Supply chain disruptions, port congestion and rising shipping costs could continue to be challenges that retailers face through the end of the year, said Jonathan Gold, the National Retail Federation’s (NRF) vice president for supply chain and customs policy.

Imports at the nation’s largest retail container ports saw their busiest April on record and May could turn out to have set a new record as vaccines allowed consumers to return to normal shopping patterns, according to the monthly Global Port Tracker report released June 7 by the NRF and the consulting firm Hackett Associates.

“Vaccine rates are increasing, shoppers are back in stores and retail supply chains are working overtime,” Gold said. “There’s no shortage of demand from consumers, but there continue to be shortages of labor, equipment and shipping capacity to meet that demand.”

Ben Hackett, founder of Hackett Associates, said supply chains are finding it difficult to keep up with demand as shipping capacity struggles.
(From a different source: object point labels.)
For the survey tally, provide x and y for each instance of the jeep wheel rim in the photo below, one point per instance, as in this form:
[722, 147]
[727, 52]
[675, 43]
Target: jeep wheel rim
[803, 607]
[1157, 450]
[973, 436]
“A number of vessels taken out of service when volumes were low remain in drydock while others are delayed in congested ports, which face a lack of manpower both because of COVID-19 illnesses and the tight labor market,” he added. “Many people remain hesitant about returning to work, affecting ports, rail, trucking and distribution centers.”

U.S. ports covered by Global Port Tracker handled 2.15 million TEU in April, the latest month for which final numbers are available. That was by far the busiest April on record and an increase of 33.4% from a year earlier, when most stores were closed by the coronavirus pandemic. April’s results followed 2.27 million TEU in March, which set the record for the most containers imported during a single month since NRF began tracking imports in 2002. A TEU is one 20-foot container or its equivalents.

Ports haven’t reported May numbers yet, but Global Port Tracker projected the month at 2.32 million TEU, which would be up 51.1% from the same time last year and would beat March’s total to set another record for the largest number of containers in a single month.

Global Port Tracker, produced for NRF by Hackett Associates, provides historical data and forecasts for several U.S. ports.